Die Aufklärung betonte die empirische Begründung und ging von Erfahrungen aus. Dies führte zu einer neuen Logik, der Logik der Ereignisse. Ein gemeinsames Merkmal aller Aufklärer war die Vernunftkritik, wobei die Analyse als Instrument der Kritik diente. Es gab zwei Arten der Kritik: die Kritik der Vernunft selbst und die Kritik an der Tradition. Die autonome Vernunft wurde zur einzigen Richtschnur des Menschen erklärt.
Der Begriff des Fortschritts war zentral: Man glaubte, dass sich die Menschheit und die Geschichte langsam, aber unaufhaltsam vom Schlechteren zum Besseren entwickeln und dass die Gegenwart daher einen Höhepunkt in Wissenschaft, Kunst, Politik und Moral darstelle.
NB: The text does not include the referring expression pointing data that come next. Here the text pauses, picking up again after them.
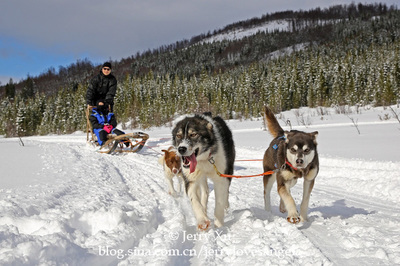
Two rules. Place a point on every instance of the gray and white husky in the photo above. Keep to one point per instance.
(295, 154)
(198, 139)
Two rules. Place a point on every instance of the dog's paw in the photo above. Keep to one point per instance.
(293, 219)
(173, 194)
(282, 207)
(303, 218)
(203, 226)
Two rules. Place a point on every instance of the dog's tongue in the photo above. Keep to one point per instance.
(193, 162)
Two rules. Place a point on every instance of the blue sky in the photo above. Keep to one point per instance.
(37, 35)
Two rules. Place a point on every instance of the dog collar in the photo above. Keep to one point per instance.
(291, 166)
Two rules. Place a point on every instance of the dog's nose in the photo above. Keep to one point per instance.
(182, 150)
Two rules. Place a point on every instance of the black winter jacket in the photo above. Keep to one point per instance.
(101, 88)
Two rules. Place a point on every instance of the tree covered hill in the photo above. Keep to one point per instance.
(347, 55)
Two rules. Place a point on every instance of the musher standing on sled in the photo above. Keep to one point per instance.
(101, 93)
(102, 88)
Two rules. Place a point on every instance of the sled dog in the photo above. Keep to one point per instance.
(295, 155)
(202, 140)
(171, 163)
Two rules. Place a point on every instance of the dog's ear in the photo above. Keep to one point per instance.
(287, 136)
(314, 136)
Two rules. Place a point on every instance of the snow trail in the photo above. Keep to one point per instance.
(63, 204)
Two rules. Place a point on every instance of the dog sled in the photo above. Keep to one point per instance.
(130, 142)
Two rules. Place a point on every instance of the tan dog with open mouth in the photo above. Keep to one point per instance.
(172, 167)
(295, 154)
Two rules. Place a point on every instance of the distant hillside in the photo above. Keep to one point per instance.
(343, 55)
(240, 43)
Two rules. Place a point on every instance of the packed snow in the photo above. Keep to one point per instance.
(61, 203)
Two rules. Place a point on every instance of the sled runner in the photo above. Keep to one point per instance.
(130, 142)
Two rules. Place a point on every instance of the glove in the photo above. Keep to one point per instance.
(108, 128)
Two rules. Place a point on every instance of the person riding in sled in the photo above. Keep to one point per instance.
(102, 87)
(103, 122)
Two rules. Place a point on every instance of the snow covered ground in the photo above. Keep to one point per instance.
(63, 204)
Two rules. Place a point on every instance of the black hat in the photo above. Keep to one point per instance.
(107, 64)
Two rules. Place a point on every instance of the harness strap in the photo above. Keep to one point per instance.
(211, 160)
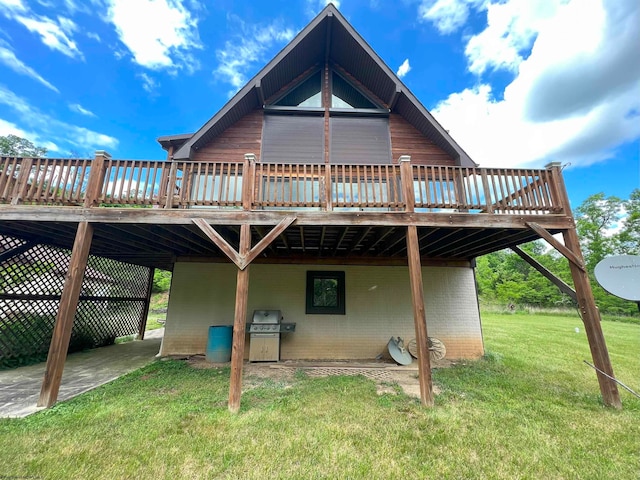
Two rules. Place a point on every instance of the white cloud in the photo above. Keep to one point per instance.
(8, 57)
(148, 83)
(575, 93)
(53, 33)
(13, 6)
(158, 33)
(94, 36)
(248, 50)
(404, 68)
(511, 30)
(42, 128)
(76, 107)
(446, 15)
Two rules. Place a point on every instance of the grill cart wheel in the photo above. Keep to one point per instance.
(437, 350)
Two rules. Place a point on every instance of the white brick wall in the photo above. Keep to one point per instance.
(378, 306)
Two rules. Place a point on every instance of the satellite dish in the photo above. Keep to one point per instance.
(620, 276)
(398, 352)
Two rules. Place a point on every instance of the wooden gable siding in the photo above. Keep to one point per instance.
(245, 136)
(407, 140)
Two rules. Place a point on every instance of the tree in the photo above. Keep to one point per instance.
(595, 221)
(14, 146)
(628, 240)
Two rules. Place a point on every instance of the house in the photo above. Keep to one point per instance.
(323, 189)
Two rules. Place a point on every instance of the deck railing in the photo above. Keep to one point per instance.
(255, 185)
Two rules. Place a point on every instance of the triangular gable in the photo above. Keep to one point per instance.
(329, 37)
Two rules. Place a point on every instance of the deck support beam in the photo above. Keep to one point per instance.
(563, 287)
(591, 320)
(239, 324)
(588, 309)
(66, 313)
(419, 318)
(142, 324)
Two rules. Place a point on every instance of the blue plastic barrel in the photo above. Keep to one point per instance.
(219, 343)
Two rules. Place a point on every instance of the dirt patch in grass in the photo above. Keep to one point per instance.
(389, 377)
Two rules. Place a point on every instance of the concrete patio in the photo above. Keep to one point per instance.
(84, 371)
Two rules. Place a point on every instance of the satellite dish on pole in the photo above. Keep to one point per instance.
(620, 276)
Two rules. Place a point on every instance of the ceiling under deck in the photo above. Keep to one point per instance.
(161, 245)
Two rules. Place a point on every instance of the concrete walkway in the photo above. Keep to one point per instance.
(83, 371)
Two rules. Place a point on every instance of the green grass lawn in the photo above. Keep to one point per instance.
(531, 409)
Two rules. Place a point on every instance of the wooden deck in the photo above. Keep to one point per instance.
(144, 211)
(161, 184)
(156, 213)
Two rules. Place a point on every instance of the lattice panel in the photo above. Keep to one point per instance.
(32, 277)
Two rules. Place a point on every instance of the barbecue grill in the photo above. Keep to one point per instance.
(265, 329)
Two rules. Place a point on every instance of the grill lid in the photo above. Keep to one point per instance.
(266, 316)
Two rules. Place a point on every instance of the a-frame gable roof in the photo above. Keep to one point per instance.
(329, 37)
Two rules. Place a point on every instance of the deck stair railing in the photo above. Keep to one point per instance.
(103, 181)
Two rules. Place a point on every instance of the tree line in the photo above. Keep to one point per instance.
(606, 226)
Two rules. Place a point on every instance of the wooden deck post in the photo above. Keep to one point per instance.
(96, 179)
(406, 178)
(66, 313)
(142, 324)
(588, 309)
(22, 181)
(239, 323)
(248, 174)
(419, 318)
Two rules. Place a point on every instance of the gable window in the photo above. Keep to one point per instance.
(316, 121)
(325, 293)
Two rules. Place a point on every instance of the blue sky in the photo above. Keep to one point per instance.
(516, 82)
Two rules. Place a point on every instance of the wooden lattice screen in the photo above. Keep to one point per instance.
(112, 300)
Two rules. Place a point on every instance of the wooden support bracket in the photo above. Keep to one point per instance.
(572, 257)
(243, 261)
(564, 288)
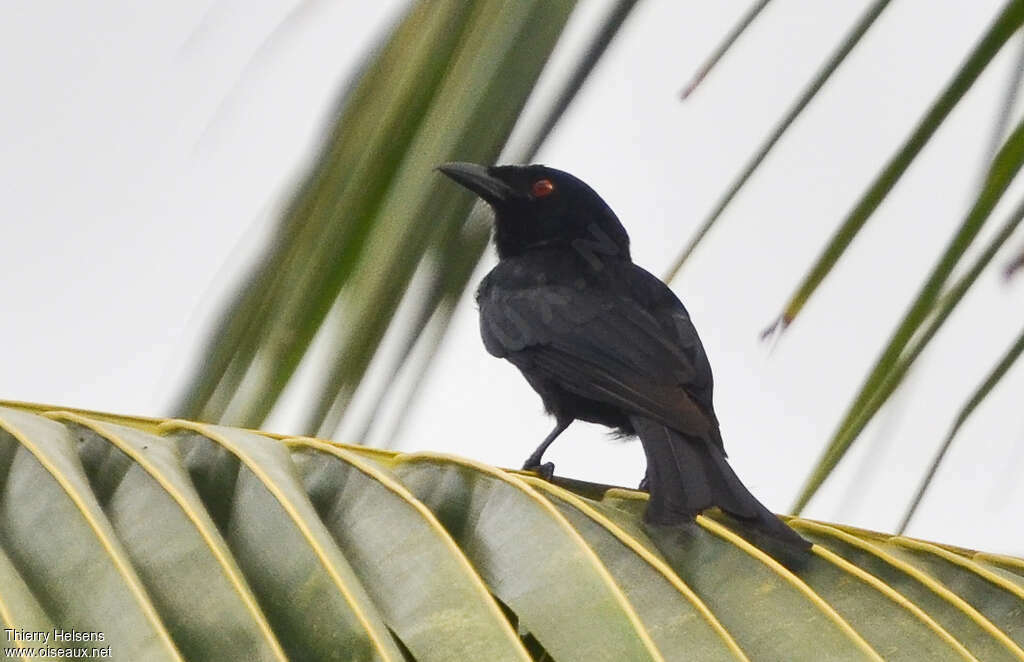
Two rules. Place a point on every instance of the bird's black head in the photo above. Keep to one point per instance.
(540, 207)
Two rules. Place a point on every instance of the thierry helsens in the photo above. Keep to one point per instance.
(58, 634)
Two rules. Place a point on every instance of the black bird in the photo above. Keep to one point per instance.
(600, 339)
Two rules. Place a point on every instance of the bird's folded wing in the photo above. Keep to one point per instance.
(600, 346)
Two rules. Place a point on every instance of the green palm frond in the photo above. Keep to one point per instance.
(183, 540)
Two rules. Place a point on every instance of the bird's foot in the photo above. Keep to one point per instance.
(546, 470)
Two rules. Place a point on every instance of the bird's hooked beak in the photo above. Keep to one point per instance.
(479, 180)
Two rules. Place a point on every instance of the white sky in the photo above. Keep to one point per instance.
(146, 147)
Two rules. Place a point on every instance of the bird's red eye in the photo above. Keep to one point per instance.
(542, 188)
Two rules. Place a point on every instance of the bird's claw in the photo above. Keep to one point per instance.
(546, 470)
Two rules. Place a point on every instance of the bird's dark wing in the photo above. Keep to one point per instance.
(631, 345)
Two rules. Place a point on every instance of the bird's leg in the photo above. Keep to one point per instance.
(532, 463)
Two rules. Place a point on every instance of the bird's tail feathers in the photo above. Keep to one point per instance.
(685, 477)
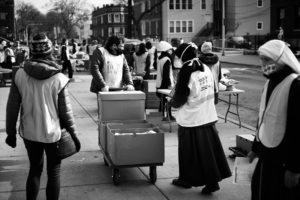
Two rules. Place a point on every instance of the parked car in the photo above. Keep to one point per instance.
(237, 42)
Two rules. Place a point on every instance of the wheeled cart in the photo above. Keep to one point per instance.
(125, 137)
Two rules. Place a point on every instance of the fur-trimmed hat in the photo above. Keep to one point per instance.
(164, 46)
(186, 51)
(40, 44)
(206, 47)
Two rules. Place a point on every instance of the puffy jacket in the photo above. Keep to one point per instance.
(97, 64)
(39, 69)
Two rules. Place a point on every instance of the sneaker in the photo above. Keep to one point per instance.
(208, 189)
(181, 183)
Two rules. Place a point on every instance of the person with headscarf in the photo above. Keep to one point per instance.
(211, 60)
(164, 77)
(39, 93)
(201, 157)
(109, 67)
(277, 172)
(141, 62)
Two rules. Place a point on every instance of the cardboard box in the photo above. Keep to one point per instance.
(126, 146)
(152, 100)
(244, 142)
(121, 105)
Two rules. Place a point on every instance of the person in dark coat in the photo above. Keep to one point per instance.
(202, 160)
(109, 67)
(39, 92)
(277, 173)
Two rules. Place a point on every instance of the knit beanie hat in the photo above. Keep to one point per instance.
(40, 44)
(206, 47)
(186, 51)
(164, 46)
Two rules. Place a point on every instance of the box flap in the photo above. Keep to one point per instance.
(121, 95)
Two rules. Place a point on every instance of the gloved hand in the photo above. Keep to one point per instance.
(105, 89)
(77, 143)
(130, 88)
(11, 140)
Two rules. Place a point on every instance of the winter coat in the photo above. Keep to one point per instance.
(40, 70)
(97, 64)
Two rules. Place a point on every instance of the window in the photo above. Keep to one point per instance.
(109, 18)
(171, 26)
(143, 28)
(259, 3)
(3, 15)
(177, 4)
(281, 16)
(203, 4)
(190, 26)
(259, 26)
(297, 16)
(122, 17)
(183, 26)
(190, 4)
(142, 7)
(110, 31)
(117, 18)
(183, 5)
(178, 27)
(171, 4)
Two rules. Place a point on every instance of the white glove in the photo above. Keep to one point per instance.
(130, 88)
(105, 89)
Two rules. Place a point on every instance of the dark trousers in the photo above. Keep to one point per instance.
(35, 151)
(67, 65)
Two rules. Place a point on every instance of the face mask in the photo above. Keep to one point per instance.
(269, 69)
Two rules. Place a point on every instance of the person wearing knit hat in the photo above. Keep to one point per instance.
(65, 58)
(109, 67)
(164, 76)
(212, 61)
(196, 118)
(277, 173)
(39, 93)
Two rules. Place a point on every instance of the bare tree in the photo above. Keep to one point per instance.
(72, 14)
(137, 19)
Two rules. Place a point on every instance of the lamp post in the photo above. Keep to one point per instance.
(223, 27)
(26, 28)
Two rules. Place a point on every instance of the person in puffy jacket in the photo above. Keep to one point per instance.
(39, 92)
(109, 67)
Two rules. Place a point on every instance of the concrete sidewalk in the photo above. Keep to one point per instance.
(84, 175)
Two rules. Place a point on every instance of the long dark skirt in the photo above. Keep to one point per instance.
(202, 159)
(268, 183)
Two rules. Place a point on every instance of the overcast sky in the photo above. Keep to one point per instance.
(41, 5)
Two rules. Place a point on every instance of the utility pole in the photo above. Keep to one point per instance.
(223, 27)
(129, 19)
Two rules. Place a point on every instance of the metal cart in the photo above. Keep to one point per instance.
(123, 134)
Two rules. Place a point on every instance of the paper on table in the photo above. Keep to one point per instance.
(243, 170)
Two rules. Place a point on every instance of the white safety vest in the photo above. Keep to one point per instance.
(112, 69)
(200, 107)
(39, 120)
(272, 119)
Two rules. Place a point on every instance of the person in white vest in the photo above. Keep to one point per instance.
(202, 160)
(277, 142)
(164, 77)
(39, 92)
(210, 59)
(109, 67)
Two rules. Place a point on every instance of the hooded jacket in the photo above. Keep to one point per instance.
(42, 70)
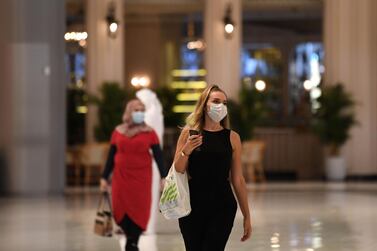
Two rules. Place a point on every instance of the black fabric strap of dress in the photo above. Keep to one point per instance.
(158, 157)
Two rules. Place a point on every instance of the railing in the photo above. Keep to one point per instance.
(290, 151)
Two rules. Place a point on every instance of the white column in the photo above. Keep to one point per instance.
(33, 96)
(351, 58)
(222, 55)
(105, 55)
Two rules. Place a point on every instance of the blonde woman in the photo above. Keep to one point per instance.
(212, 159)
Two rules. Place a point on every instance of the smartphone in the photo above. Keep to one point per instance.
(195, 132)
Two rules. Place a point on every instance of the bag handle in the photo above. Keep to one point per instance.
(104, 196)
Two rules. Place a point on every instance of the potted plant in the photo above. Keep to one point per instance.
(332, 122)
(249, 112)
(110, 102)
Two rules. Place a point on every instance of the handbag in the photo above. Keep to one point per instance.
(103, 224)
(175, 198)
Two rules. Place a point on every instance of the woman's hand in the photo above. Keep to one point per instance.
(103, 185)
(246, 229)
(192, 142)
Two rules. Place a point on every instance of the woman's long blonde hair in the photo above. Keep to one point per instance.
(196, 119)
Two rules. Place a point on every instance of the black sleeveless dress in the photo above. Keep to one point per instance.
(208, 226)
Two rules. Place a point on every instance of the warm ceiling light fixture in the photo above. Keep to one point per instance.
(112, 22)
(228, 22)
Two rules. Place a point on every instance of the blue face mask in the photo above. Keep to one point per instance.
(138, 117)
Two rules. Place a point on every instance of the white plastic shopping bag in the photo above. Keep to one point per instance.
(175, 198)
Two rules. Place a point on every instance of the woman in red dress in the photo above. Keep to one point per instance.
(130, 162)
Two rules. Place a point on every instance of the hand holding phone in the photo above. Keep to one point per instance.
(195, 132)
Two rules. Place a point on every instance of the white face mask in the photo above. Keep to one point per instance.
(138, 117)
(217, 112)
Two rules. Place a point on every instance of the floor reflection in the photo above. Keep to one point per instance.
(295, 217)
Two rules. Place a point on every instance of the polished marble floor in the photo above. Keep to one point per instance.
(290, 216)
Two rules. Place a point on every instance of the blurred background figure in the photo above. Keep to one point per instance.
(301, 83)
(154, 118)
(130, 162)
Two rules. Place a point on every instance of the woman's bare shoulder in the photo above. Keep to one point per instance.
(235, 139)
Kants Leitspruch hierfür war: „Sapere aude!“ (Wage es, dich deines eigenen Verstandes zu bedienen!).
Kants philosophische Grundfragen
Kant fasste die grundlegenden Fragen der Philosophie wie folgt zusammen:
- Was kann ich wissen?
- Was soll ich tun?
- Was darf ich hoffen?
Diese münden in die übergeordnete Frage: Was ist der Mensch?
Was kann ich wissen? Die Erkenntnistheorie
Zur Frage „Was kann ich wissen?“ verfasste Kant die Kritik der reinen Vernunft. Dieses Werk widmet sich der Metaphysik und versucht, den Konflikt zwischen Rationalismus und Empirismus zu lösen.
Was soll ich tun? Kants Ethik
In der Kritik der praktischen Vernunft beschäftigt sich Kant mit der Frage der Moral („Was soll ich tun?“). Er geht von der Erfahrung der moralischen Pflicht aus, die jeder Mensch kennt. Es gibt einen Unterschied zwischen dem, was wir tun wollen (Neigungen), und dem, was wir tun sollen (Pflicht). Die Moral bezieht sich auf Letzteres, auf die moralischen Imperative.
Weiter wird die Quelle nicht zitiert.